Прятал ли я за всем этим своё лицо? Могу сказать одно. Я был искренен с ними. Искренен во всём. А знаешь, почему? Потому что, я был искренен в своей конечной цели. Ведь, согласись, это главное: иметь конечную цель. Как она была достигнута, уже не имеет значения. Тем более, что для её достижения я использовал твои же средства. …Думаешь, им было важно знать, кто давал им то, что они получали? Поверь мне, нет. Их интересовал лишь конечный результат. И в этом мы оказались похожи. Понял ли ты теперь, чего я добивался? Признай, ты же знаешь, что это так. Ты же знаешь – нет ничего другого, что от тебя. К чему ты затеял это всё?

Сквозь безмолвие, сквозь вечность, шёпот продолжал искать ответ, не оставляя надежды обрести в его лице всё своё предназначение. Желание доказать, желание победить в этой невидимой борьбе оказалось подмято, оказалось на службе у главной цели – познать. Чего бы только не отдал он за неё, чем бы только не пожертвовал. Ему не стало бы жалко даже самого себя. – Быть может ты жаждал другого? Жаждал простить меня через них? Ведь твоя цель, наверняка, состояла именно в этом. Прошу тебя признай же. Тебе же известно, почему я так решил. Нам обоим это известно… Ведь ты любишь меня до сих пор. И тебя всё ещё тяготит моё нынешнее состояние.

Однако, если ты и в правду хотел вернуть меня таким образом, то ты ошибся в своём расчёте. Ошибся в выборе способа. …Ну скажи мне, зачем так? Почему столь незатейливо? Как же ты оскорбил меня… Оскорбил очень и очень сильно. Может, всё обернулось бы совсем иначе. Но ты посчитал, что необходимо именно так. Что ж, я принял эти условия. И не такого ли конца стоило ждать после того, как я разгадал твой ход?

Но ты так и не понял мою правду, в чём она заключалась. А ведь я желал лишь одного. Слышишь? Да, в созданном тобой же, очень много моего. Они оказались не твоим подобием, а моим. Я даже не доказывал этого. Ты сам всё себе доказал, – продолжал он тихо. – Сплошное повторение меня. Это же так, скажи?

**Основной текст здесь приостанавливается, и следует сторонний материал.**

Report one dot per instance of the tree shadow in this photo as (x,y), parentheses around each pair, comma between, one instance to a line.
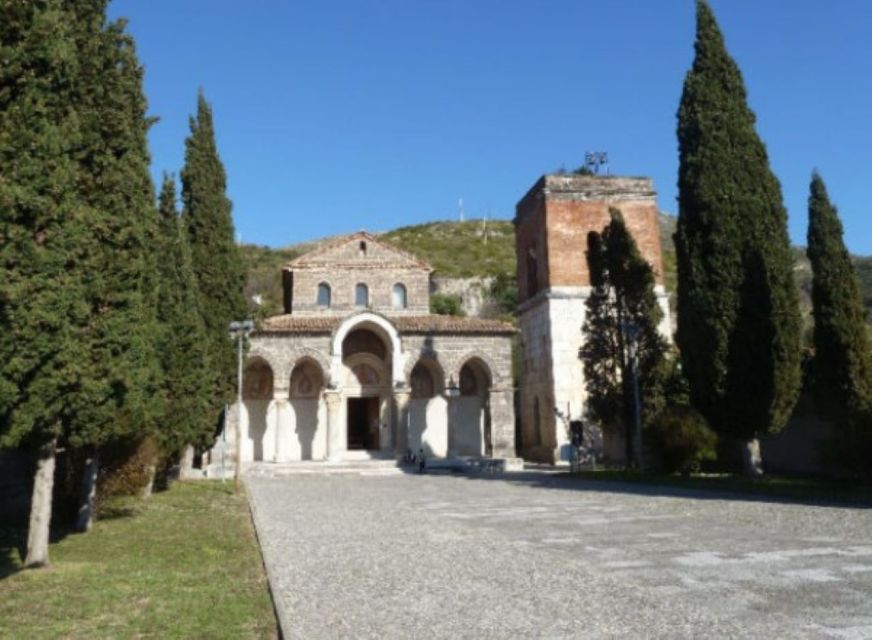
(819,494)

С пристанищем у тебя не задержится, я знаю. Всё уже для них, наверняка, готово. Мне осталось лишь попрощаться. Но, только прошу тебя, перед тем, признай! Разве это так трудно?

Боль сжималась петлёй, и ни что уже не могло спасти от неминуемого. Уходили силы, уходило самообладание. Тоска по безвозвратному вновь овладевала всем его существом. И не было ничего, что смогло бы добавить главного – времени. Оно утекало уже стремительным потоком, не оставляя шанса ни на что…

– Взгляни. Взгляни, что ты наделал. Да, именно ты. Моя рука лишь сотворила предначертанное. Ведь это твоя игра: искушение, унижение, падение, отчаяние, искупление, спасение… Что ты делаешь? Ну, скажи, зачем? Для чего тебе это? …«Будьте совершенны, как совершенен бог ваш!» И ты лелеял надежду на это? Думал они захотят постичь тебя? …Впрочем, знаешь, мне понравилось… Жутко понравилось… Если б ты только знал. Как же мне было приятно сыграть в этом спектакле. Сколько же ты доставил мне удовольствия. Сколько безмерного блаженства я испытал во всём этом твоём представлении, где главным героем стал всё-таки я…О, как же я люблю тебя. Да, и я всё ещё люблю тебя, пусть и совсем иначе, но люблю, всем своим одиночеством, всей своей противоположностью и ненавистью к тебе же…

 

Он стоял и смотрел в окно. Сегодня наступил его двадцать пятый год жизни. Это был возраст цветения, возраст неисчерпаемой энергии, возраст немыслимых надежд, искренних стремлений, вдохновенных исканий, возвышенных чувств, возраст, когда в своём неистовстве соединяется жажда будущего, жажда жизни и её созерцание… Как же всё это прекрасно… Однако всё это ему было абсолютно незнакомо. Не знакомо никогда. Но, быть может, даже это оказалось бы не таким страшным, если бы не другое, более тягостное обстоятельство. Ему не знакомо было ничего вообще. Он был мёртв. И хоть тело его ещё напоминало о жизни, однако внутри него всё давно умерло. Он был мёртв ко всему. Хотя когда-то в нём жили чувства, которые заставляли бороться, заставляли искать надежду. Тогда он имел ещё понятие об отчаянии, о боли, о горечи от потерь, о страхе. Но всё это бесследно исчезло, оказалось погребено вместе со всем, что он видел сейчас из разбитого окна, чужого ему полуразрушенного дома.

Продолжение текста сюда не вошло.